Implementing a Tor relay from scratch

The last few weeks I have been spending my free time on implementing a Tor OR (Onion Relay) in the Go language (golang.org). After a while I realized the language was not suited for the project, and stopped working on it. Today I am sharing what I learned, and will release the partially working code on github.com/tvdw/gotor.

In this post I will refer to the network protocol as ‘Tor’, the original implementation as ‘CTor’, and my implementation as ‘GoTor’, in an attempt to reduce confusion between the different versions. For consistency all network speeds are noted as a combined upload plus download, so divide by two where you think it is relevant.

Tor

Tor is a peer-to-peer network protocol that provides privacy to its users. It does so by encrypting the data several times, and sending it through a path (‘circuit’) of multiple servers before it reaches the final destination.

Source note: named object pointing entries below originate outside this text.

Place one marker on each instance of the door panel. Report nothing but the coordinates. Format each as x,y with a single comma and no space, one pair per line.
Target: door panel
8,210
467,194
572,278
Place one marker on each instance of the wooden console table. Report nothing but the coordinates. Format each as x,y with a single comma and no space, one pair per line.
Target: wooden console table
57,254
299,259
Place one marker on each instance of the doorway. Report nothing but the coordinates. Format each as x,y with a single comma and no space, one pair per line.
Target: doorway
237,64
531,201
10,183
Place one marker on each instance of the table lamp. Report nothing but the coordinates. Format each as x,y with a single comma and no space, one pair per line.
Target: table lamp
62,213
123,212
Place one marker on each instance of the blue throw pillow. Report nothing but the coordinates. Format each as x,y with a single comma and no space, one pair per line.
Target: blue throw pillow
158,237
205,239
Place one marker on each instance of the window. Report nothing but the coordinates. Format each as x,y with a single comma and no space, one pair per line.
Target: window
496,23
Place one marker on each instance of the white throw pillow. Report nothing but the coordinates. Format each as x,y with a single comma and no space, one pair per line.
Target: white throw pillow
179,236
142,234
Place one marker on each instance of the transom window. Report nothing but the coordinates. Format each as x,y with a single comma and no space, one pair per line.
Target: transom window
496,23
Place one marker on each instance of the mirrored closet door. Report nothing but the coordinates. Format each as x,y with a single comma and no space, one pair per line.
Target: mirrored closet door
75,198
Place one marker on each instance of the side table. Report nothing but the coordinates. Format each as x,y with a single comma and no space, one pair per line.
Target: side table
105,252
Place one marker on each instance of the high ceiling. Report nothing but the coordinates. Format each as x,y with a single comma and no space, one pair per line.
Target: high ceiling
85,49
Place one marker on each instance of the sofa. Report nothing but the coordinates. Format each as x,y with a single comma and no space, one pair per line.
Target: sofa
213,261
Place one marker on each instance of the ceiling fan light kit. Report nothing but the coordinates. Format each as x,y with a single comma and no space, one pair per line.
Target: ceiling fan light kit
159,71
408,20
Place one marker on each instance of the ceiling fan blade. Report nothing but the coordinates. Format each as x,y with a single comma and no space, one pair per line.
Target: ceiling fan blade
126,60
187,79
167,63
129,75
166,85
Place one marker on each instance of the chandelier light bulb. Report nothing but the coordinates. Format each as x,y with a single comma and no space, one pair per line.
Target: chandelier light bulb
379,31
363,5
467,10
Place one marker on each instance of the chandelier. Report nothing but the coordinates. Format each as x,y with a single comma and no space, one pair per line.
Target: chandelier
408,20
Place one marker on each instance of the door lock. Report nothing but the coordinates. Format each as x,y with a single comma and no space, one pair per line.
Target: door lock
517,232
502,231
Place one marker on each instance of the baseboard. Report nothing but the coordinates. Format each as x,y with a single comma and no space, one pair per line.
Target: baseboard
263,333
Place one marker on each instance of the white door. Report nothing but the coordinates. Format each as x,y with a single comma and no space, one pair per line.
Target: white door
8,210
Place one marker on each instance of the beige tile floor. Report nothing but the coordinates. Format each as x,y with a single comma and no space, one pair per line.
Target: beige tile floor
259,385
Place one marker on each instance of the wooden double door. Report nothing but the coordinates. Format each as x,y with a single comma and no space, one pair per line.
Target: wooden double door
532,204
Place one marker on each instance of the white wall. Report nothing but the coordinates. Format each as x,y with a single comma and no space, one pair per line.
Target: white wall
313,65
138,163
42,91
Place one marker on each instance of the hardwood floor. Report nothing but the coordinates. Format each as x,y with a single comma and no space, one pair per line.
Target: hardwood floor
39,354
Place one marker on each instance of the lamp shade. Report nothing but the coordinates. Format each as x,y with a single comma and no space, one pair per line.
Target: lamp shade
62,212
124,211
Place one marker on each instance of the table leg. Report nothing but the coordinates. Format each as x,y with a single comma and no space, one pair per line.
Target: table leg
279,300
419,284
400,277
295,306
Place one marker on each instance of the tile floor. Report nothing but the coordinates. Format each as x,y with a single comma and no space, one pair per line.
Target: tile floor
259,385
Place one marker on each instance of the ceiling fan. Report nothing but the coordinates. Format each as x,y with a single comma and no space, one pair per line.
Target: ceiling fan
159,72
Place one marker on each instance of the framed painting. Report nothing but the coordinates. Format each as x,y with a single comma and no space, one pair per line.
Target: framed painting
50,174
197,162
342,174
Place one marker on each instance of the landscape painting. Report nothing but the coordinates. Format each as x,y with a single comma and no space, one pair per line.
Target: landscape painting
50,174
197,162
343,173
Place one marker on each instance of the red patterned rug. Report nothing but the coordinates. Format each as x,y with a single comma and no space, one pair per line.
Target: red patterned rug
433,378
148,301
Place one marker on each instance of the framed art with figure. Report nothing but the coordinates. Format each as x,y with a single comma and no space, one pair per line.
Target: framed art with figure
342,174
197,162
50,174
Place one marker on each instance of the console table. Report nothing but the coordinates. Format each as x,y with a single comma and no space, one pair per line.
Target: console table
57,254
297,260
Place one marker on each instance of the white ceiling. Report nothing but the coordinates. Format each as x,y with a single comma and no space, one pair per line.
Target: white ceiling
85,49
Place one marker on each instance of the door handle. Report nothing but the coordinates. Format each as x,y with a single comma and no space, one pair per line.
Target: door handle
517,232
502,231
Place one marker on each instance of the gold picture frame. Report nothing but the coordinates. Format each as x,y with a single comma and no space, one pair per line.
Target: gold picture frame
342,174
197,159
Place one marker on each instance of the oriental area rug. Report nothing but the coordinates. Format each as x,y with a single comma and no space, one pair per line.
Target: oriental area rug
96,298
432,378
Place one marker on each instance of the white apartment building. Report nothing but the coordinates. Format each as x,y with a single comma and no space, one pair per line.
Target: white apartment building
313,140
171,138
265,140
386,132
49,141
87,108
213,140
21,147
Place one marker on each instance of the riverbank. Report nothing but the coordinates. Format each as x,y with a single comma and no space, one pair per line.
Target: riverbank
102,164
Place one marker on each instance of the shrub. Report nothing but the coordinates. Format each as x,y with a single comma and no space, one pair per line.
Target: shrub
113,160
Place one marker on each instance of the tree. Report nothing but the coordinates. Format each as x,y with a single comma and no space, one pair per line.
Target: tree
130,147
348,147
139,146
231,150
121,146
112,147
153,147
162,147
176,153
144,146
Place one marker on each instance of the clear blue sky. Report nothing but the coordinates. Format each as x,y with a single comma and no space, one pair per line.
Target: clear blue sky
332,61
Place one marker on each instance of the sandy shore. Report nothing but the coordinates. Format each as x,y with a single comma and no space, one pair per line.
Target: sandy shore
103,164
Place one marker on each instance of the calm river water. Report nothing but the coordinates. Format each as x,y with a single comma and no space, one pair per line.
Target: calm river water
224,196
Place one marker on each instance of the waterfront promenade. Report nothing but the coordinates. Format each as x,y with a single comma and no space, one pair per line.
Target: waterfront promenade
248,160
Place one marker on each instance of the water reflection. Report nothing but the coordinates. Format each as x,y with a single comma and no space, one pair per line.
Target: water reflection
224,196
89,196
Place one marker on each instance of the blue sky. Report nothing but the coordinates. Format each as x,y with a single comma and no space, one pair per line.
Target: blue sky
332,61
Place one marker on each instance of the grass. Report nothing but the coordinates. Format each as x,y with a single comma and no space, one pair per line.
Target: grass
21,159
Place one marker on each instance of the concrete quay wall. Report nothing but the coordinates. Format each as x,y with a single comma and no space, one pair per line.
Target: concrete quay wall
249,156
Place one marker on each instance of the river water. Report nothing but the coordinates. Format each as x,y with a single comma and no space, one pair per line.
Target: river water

Each layer of encryption can only be decrypted by the server it is intended for, so that any node in the circuit can only ever know its immediate neighbors. torproject.org has a better explanation of the network in case you’re interested.

The network has a specification document, but carefully following it will result in an implementation that does not work (this has now been corrected). This posed some challenges, but luckily the CTor source code is relatively easy to read.

The goal

For a while I have been running Tor nodes using CTor. In November 2014 those nodes relayed a total of about 400 terabytes, which is an average of roughly 1200 Mbit per second. Each machine has cheap hardware to push the costs down, but the lack of AES-NI instructions on the CPUs cause a significant slowdown. CTor’s implementation is essentially single-threaded, with only a very small amount of work being done in background threads, so the slowdown of having cheap hardware is immediately noticeable in throughput.

To maximize the amount of relayed data, it is normal to simply run multiple instances of the program, up to two per IP address. Running multiple instances of CTor on the same computer causes inefficiencies, such as needing more connections to other servers and trouble in balancing network throughput, so I set out to write a Tor relay in a way that uses all CPU cores. My final goal was to beat the Tor speed record, which was at roughly 200 megabytes per second.

The path

I started by just reading the specification documents, and quickly understood the basics of the network. I then decided on a language: for a while a colleague had been pushing me to write Go, so I picked Go. It took me about a day to pick up the basics and I got started.

First up: the TLS code. Instead of using OpenSSL, Go has its own TLS implementation called “crypto/tls“, apparently because agl__, one of the people working on the language, decided so. Lots of features are missing, from DH key exchange to extracting the ClientHello message. Next to that, a quick performance benchmark showed that this implementation was very slow compared to popular OpenSSL bindings for Go. So I went with OpenSSL. While I had to fork the code to add some extra bindings, it was mostly painless.

Then came the Tor handshake. There are four versions of the link protocol, and the specification requires implementing at least the first one, which is a real pain. Instead of that, I implemented the fourth handshake, and sent a mail to the Tor developers requesting to drop support for the first and second versions. They agreed, and hopefully this week I will be finishing the patch for that.

So up to this point everything was great. I had spent only a few days and even though both the Tor protocol and the Go language were new to me, I had made significant progress. My local TorBrowser was able to connect to the relay and I saw the commands it was sending while trying to establish a circuit to the next server.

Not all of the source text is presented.